OK, some more information on my networking speeds. I would have posted this earlier, but my HP laptop, running Ubuntu 20.04, upgraded the kernel and it broke the driver for the AX210 WiFi module that I had moved from the Framework laptop. After following a link on one of the other posts, (networking - Intel Wifi 6 AX210 - WiFi not working after Update - Ask Ubuntu) , I was able to get both laptops running for a side-by-side comparison. I also got my wireless router nailed down, and was finally able to compare apples-to-apples. Here are my screen grabs from wavemon…


Despite having slightly better SNR, the framework laptop is slower than the HP laptop with the swapped out AX210 WiFi module. So the issue isn’t the AX210. The best I can guess is that I broke one of the WiFi antennas when I originally installed the AX210 in the Framework laptop when I first received it.

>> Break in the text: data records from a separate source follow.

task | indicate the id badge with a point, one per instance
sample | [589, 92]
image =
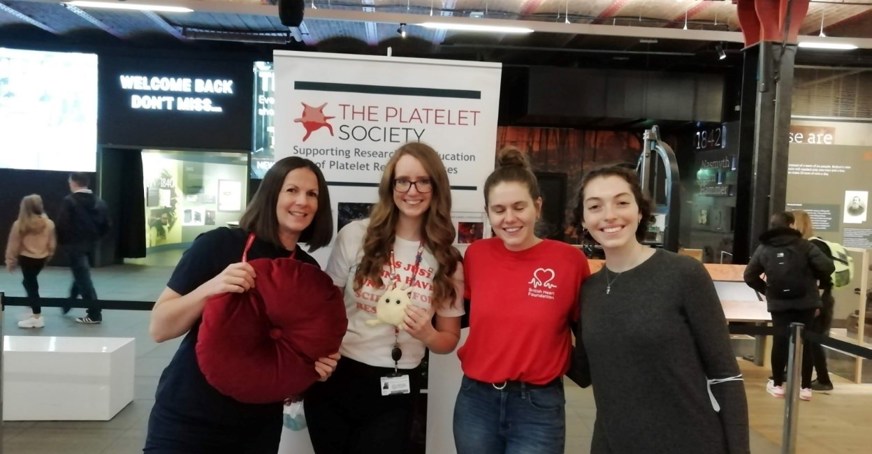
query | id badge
[395, 384]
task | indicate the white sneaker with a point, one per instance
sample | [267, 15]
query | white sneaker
[32, 322]
[777, 391]
[805, 394]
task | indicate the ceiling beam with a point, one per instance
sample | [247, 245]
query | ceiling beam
[93, 20]
[370, 27]
[25, 18]
[164, 25]
[447, 11]
[609, 11]
[539, 26]
[689, 14]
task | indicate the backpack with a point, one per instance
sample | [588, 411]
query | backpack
[786, 272]
[95, 220]
[843, 261]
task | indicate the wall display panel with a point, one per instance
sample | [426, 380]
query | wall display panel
[263, 139]
[164, 103]
[188, 193]
[48, 110]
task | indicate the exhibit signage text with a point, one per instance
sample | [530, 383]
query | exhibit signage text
[175, 93]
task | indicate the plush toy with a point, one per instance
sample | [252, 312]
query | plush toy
[391, 307]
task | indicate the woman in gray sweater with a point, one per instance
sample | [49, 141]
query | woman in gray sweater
[664, 375]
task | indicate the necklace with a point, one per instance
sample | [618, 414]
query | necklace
[609, 280]
[396, 350]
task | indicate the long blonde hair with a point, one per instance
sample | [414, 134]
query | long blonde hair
[437, 229]
[802, 222]
[31, 215]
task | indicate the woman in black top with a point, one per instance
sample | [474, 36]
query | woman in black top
[189, 415]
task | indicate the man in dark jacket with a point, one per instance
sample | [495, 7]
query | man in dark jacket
[82, 221]
[810, 268]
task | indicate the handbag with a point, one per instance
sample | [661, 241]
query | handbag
[260, 346]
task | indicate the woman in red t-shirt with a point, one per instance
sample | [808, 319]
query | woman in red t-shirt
[523, 293]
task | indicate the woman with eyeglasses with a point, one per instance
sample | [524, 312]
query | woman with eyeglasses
[405, 244]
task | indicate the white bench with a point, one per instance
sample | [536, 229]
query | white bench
[66, 378]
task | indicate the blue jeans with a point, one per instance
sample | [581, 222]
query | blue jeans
[518, 421]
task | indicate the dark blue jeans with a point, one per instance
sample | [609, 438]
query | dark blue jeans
[518, 421]
[82, 282]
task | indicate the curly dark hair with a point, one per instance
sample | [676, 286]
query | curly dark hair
[628, 175]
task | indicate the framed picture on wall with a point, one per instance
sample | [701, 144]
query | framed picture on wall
[229, 195]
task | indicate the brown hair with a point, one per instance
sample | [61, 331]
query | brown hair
[802, 222]
[31, 215]
[437, 228]
[632, 179]
[512, 166]
[260, 215]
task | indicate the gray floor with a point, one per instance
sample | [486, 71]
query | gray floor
[125, 433]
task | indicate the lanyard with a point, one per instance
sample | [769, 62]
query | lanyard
[396, 351]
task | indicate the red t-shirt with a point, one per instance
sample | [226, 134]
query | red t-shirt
[521, 304]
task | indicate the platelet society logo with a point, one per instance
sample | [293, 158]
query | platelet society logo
[313, 119]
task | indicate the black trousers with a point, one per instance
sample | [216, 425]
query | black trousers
[821, 325]
[348, 415]
[781, 344]
[82, 283]
[30, 268]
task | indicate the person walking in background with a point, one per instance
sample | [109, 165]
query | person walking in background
[823, 319]
[523, 293]
[291, 206]
[404, 245]
[794, 270]
[83, 220]
[655, 335]
[31, 244]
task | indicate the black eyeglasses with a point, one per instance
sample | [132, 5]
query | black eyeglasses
[404, 185]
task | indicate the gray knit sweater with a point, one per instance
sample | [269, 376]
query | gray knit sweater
[652, 343]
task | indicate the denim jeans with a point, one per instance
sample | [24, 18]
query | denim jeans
[521, 421]
[82, 283]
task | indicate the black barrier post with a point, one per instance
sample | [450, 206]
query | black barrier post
[791, 397]
[2, 358]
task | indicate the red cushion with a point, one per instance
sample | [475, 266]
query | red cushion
[260, 346]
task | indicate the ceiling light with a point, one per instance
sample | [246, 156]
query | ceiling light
[131, 6]
[475, 27]
[826, 46]
[242, 37]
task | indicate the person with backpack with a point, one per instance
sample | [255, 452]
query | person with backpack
[794, 270]
[82, 221]
[824, 318]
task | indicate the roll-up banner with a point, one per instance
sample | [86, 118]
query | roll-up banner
[349, 113]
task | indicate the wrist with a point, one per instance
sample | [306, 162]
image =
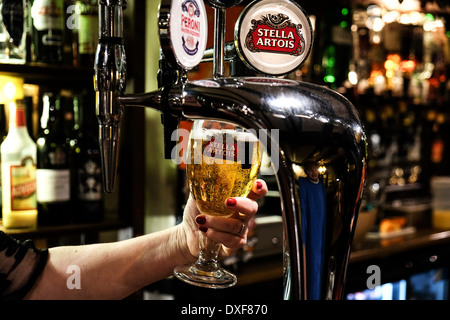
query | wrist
[182, 246]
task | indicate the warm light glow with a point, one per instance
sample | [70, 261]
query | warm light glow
[353, 77]
[11, 88]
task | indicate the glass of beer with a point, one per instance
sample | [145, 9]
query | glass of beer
[223, 160]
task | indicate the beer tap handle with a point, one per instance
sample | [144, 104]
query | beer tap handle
[229, 53]
[219, 33]
[109, 85]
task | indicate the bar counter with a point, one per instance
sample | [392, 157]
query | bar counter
[398, 258]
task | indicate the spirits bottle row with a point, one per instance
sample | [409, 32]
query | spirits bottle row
[55, 178]
[48, 31]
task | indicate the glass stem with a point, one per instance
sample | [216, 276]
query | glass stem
[209, 251]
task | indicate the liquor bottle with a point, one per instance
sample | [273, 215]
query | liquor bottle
[3, 134]
[86, 171]
[13, 31]
[48, 30]
[18, 157]
[53, 172]
[87, 32]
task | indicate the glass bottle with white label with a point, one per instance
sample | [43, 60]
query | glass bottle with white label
[86, 179]
[48, 30]
[53, 171]
[18, 158]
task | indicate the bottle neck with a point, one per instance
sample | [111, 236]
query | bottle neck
[17, 117]
[50, 119]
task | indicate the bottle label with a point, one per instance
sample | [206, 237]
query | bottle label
[88, 34]
[23, 185]
[48, 14]
[90, 182]
[53, 185]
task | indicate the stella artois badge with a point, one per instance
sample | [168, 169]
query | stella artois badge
[273, 37]
[183, 31]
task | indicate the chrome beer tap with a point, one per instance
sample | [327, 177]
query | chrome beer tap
[304, 123]
[109, 84]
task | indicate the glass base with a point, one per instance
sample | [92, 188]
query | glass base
[205, 276]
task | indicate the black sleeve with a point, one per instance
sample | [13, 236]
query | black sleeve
[20, 266]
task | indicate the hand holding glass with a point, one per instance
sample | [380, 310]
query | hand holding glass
[223, 161]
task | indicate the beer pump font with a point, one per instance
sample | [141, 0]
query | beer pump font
[314, 125]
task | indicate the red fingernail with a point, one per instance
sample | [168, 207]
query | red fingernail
[200, 219]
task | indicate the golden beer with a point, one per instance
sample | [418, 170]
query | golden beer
[221, 164]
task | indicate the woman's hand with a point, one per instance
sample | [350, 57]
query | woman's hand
[232, 231]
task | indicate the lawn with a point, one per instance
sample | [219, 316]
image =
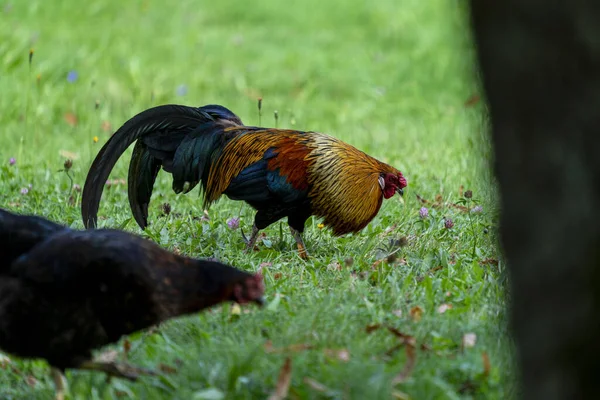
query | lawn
[395, 78]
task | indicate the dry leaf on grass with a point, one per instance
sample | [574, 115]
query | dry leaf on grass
[108, 356]
[473, 100]
[236, 309]
[487, 366]
[398, 395]
[469, 340]
[283, 382]
[339, 354]
[126, 348]
[167, 369]
[491, 261]
[293, 348]
[70, 118]
[313, 384]
[411, 359]
[416, 313]
[4, 361]
[68, 154]
[31, 381]
[444, 307]
[106, 127]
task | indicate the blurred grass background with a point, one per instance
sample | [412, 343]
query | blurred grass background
[389, 77]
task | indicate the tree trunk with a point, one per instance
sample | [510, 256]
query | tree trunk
[540, 65]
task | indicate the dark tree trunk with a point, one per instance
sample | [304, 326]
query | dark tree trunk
[540, 64]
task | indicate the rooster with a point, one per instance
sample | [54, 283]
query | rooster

I’m making this assumption because the NSS (Number of Spatial Streams) always shows up as being “1” on the Framework laptop. However, on the HP laptop that I swapped WiFi modules with, the NSS always registers 2. My next step is to open up the laptop and see if this is indeed the case. I haven’t found any postings on the web to suggests this is a driver issue.

@Guillaume_Binet: How did you force it to use the 160 Mhz channel?